Time was, Main and Michigan Streets were one-way conduits to rush cars and SUVs through the heart of South Bend, Ind., at the end of the workday. As God intended.

But Mayor Pete Buttigieg, now the new U.S. transportation secretary, converted downtown streets to two-way traffic, built three traffic roundabouts at key intersections, added bike lanes, and widened sidewalks.

There is a “generational opportunity” to change mobility in the nation’s cities and towns by following principles of the urbanist Complete Streets movement such as these, Buttigieg likes to say.

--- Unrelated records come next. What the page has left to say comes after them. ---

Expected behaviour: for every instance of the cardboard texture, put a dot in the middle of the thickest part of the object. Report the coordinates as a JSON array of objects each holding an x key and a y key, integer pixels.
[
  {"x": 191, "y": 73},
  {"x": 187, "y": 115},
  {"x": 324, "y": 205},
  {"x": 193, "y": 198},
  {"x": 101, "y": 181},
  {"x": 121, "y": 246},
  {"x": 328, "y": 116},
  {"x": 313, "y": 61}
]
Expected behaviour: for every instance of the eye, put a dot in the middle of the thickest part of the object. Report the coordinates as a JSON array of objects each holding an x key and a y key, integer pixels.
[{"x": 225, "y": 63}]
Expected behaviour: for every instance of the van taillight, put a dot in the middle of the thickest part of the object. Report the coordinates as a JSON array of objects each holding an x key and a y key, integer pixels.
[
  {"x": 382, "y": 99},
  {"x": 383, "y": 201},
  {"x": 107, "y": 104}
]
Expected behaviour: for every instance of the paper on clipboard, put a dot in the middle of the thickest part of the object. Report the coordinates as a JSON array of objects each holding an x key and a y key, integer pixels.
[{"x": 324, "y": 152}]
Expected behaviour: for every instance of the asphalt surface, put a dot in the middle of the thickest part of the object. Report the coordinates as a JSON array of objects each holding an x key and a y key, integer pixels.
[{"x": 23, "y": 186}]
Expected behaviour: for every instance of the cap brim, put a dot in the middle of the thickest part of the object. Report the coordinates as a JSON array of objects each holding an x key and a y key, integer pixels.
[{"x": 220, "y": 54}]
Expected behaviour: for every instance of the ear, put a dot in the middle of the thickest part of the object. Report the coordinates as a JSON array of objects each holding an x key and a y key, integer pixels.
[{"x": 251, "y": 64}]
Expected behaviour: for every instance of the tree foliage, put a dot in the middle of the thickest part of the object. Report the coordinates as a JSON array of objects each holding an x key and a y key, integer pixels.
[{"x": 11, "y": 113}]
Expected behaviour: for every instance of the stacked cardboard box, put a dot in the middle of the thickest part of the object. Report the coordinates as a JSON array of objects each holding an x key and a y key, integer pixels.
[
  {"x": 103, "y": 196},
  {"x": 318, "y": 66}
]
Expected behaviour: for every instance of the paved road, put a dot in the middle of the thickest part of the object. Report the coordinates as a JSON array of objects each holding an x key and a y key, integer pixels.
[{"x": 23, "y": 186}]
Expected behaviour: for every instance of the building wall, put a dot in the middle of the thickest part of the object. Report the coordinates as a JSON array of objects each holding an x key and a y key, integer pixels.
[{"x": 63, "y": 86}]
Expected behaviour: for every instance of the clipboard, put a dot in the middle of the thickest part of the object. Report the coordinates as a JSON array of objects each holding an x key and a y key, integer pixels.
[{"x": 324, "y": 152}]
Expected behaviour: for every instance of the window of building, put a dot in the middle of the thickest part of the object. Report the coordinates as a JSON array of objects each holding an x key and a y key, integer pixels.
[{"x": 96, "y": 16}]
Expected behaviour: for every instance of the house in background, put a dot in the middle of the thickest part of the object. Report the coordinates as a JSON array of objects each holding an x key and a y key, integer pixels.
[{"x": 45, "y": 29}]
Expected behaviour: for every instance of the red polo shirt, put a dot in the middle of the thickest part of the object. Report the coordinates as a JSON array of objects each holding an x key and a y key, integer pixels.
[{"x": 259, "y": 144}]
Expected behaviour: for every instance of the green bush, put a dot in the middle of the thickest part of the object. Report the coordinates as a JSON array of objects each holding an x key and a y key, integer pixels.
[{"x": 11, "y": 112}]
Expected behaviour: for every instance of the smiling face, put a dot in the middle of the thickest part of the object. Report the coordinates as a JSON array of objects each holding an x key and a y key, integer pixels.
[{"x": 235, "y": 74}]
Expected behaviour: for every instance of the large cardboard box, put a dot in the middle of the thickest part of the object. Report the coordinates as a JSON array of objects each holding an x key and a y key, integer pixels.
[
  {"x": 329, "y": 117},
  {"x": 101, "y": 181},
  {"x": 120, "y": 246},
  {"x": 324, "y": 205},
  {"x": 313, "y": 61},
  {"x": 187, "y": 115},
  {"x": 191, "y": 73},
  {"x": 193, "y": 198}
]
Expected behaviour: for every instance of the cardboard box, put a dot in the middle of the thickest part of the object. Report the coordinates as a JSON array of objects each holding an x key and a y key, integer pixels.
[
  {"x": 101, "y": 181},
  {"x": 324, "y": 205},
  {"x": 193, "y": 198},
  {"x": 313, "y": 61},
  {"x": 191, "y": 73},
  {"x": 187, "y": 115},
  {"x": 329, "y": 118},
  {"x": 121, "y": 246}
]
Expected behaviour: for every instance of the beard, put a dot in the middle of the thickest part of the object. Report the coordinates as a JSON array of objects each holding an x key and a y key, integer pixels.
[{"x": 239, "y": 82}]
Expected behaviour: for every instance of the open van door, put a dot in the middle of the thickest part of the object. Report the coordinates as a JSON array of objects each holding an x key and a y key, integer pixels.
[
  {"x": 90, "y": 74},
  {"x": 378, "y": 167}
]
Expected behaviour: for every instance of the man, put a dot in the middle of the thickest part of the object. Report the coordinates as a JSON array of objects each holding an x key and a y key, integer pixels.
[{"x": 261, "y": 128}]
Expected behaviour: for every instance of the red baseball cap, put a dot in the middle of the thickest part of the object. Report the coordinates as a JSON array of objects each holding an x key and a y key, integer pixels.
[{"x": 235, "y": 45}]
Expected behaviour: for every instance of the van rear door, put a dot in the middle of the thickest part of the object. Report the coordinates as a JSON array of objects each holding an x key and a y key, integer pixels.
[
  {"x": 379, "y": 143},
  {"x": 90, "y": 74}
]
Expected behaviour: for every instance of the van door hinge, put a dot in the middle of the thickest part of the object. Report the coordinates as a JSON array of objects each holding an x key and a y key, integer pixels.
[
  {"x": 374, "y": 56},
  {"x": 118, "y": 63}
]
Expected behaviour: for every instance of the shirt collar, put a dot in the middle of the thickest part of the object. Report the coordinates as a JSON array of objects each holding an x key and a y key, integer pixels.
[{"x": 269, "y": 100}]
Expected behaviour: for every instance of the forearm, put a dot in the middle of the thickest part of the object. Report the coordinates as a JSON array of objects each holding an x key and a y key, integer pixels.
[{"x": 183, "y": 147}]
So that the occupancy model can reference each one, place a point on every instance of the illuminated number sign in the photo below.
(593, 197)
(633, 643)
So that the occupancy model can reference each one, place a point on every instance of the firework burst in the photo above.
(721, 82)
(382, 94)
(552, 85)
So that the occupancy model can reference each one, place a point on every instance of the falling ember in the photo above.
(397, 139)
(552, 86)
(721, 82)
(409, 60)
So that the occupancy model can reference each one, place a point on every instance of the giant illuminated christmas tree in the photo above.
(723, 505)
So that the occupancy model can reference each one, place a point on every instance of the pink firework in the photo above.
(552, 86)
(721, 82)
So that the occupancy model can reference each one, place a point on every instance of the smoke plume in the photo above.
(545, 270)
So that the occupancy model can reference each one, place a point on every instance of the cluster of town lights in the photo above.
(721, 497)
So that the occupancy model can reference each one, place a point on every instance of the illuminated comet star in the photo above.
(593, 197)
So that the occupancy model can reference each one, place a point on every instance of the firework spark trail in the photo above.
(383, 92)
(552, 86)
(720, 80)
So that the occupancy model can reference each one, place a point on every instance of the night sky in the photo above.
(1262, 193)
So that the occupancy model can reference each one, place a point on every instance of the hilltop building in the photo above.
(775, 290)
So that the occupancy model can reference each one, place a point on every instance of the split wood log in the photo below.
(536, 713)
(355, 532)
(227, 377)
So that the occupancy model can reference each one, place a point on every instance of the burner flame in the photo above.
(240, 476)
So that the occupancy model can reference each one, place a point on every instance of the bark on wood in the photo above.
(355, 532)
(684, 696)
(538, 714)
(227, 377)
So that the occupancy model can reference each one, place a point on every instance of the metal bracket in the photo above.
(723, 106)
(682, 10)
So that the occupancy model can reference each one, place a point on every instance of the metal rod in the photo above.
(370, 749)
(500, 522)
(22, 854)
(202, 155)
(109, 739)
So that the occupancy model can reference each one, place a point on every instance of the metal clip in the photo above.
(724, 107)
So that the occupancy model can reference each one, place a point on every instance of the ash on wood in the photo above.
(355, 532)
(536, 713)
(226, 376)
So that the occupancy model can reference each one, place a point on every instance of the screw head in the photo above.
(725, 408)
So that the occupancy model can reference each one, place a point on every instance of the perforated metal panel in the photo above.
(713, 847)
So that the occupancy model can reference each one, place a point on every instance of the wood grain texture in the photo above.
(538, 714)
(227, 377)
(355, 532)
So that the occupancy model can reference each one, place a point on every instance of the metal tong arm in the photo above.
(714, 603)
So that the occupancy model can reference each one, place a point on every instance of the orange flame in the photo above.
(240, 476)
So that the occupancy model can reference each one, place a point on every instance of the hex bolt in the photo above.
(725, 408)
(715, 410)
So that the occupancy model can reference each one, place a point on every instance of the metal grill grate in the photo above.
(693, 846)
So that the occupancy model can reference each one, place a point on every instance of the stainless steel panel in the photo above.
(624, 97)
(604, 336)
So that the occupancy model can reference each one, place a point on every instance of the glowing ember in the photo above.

Making it easier to walk, bike, and access transit can fight climate change while promoting racial justice, economic growth — and safety.

“There are so many ways that people get around, and I think often we have an autocentric view that forgets historically all of the other different modes,” Buttigieg said at his confirmation hearing Jan. 21.

“We want to make sure that every time we do a street design that it enables cars, bicycles, and pedestrians, and businesses … to coexist in a positive way. We should be putting funding behind that.”

In Philadelphia, a sustainable approach to transportation became city policy under the Kenney administration. Vision Zero, for instance, aims to eliminate traffic fatalities by 2025 with traffic-calming strategies on the 12% of city roads where 80% of serious injuries and deaths occur.